Drawing on her own transformation from a self-conscious actress hiding behind false personas to an entrepreneur and speaker helping thousands discover their voice, Gottlieb builds a framework to move from invisibility to influence. The book maps this transformation through her four-part Be Seen System: Be Courageous, Be Creative, Be Connected, and Be Visible. These stages mirror her own evolution—from defining the real Jen buried underneath her TV persona to building a brand rooted in authenticity, community, and confident communication.

The Heart of Being Seen

At the book’s core lies a simple but profound idea: you attract what you are, not what you want. Many people, Gottlieb notes, construct brands and lives based on external expectations—chasing success through perfection and comparison. This leads to burnout, constant fear of judgment, and a disconnect between who they are and what they do. Instead, Gottlieb calls for radical authenticity. The real path to success begins when you shed masks, face your fears, and let the world see your true self—the messy, imperfect, passionate person underneath the filters and highlight reels.
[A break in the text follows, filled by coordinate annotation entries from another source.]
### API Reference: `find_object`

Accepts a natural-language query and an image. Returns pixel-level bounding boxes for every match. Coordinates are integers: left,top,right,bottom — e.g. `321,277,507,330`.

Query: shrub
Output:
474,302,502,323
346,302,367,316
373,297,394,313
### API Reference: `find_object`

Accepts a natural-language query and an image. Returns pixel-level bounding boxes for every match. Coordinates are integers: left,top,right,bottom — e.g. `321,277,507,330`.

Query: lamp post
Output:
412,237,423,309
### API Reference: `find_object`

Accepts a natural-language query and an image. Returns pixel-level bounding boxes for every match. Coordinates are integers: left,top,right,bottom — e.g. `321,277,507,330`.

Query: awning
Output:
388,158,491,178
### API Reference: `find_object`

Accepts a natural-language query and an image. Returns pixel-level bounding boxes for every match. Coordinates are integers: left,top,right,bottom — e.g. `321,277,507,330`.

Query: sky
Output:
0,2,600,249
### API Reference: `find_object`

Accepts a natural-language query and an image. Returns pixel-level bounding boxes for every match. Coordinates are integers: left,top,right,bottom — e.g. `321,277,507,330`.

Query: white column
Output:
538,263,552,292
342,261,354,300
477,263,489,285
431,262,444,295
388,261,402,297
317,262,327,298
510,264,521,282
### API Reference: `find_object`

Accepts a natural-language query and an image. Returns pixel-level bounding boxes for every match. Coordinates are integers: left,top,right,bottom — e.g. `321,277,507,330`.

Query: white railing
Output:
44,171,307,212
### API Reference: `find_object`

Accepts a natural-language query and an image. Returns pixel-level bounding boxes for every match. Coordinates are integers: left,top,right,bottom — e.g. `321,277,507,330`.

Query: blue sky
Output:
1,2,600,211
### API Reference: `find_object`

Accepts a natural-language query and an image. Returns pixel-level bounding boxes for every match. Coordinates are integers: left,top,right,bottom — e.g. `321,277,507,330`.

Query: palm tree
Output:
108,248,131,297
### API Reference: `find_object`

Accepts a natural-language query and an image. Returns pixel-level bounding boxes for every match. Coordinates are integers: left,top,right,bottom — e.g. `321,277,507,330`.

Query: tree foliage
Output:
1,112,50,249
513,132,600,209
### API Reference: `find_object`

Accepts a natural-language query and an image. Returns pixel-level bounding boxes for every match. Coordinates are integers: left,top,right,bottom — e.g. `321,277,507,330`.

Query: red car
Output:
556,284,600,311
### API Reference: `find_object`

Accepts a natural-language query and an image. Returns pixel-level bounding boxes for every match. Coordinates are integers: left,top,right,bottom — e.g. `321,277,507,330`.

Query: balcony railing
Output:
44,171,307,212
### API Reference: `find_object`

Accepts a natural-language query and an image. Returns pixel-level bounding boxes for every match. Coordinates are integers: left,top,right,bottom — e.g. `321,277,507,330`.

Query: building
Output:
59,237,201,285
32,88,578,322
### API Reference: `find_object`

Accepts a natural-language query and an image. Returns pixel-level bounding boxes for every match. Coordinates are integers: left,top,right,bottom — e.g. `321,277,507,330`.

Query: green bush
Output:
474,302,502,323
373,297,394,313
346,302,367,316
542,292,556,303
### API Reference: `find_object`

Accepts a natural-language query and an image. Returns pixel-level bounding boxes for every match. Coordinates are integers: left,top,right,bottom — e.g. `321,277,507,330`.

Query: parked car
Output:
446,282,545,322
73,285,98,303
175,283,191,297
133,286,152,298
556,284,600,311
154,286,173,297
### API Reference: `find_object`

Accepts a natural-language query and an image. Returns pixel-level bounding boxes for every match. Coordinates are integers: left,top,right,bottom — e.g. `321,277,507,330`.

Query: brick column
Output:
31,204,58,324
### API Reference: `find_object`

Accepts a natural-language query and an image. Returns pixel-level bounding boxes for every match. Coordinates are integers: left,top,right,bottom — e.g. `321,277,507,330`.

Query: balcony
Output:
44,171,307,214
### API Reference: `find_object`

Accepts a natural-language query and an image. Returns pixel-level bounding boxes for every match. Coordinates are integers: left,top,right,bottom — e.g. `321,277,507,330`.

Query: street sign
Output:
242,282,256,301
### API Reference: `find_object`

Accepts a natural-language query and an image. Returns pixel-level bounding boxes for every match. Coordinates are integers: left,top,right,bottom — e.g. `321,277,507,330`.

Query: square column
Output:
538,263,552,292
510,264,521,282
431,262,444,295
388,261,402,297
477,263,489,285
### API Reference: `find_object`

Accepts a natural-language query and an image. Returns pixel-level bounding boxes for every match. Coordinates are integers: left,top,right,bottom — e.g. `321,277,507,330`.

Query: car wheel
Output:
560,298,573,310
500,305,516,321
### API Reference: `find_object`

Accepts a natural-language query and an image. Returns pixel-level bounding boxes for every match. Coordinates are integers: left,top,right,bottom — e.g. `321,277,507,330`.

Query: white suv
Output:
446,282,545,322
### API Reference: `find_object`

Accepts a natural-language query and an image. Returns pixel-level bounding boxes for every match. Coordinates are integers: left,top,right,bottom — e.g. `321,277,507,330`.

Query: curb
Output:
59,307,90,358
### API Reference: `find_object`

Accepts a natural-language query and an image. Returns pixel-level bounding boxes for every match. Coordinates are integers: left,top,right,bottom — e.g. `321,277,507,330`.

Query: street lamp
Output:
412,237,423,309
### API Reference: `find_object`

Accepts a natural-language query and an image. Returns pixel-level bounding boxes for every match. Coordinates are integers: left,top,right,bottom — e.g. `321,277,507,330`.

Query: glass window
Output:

In her VH1 days playing “Miss Box of Junk,” Gottlieb looked successful but felt hollow. Her turning point came when a psychic told her, “You need to be seen.” That message—initially infuriating—eventually became her life’s calling. She discovered that visibility and self-expression are not luxuries but responsibilities. When you hide your voice, you rob others of inspiration and connection they need to thrive. This theme recurs throughout the book: being seen is not selfish; it’s service.

The Four-Part Journey

Part I, Be Courageous, dives into overcoming fear and finding confidence. Gottlieb reveals her own struggles with insecurity, eating disorders, and toxic relationships, illustrating how fear masquerades as perfectionism or overplanning. Through candid stories and practical frameworks like the Confidence Continuum, she teaches how to build confidence one small win at a time and stresses that fear never disappears—it simply moves to the passenger seat while you drive.

In Part II, Be Creative, the focus shifts to crafting your future identity—or “You 2.0.” Using what she calls the Creation Process (See It, Believe It, Do It, Receive It, Repeat It), she blends neuroscience and the law of attraction into actionable tools for visualization and manifestation. You learn how to reprogram the subconscious mind to bridge the gap between who you are now and who you want to become.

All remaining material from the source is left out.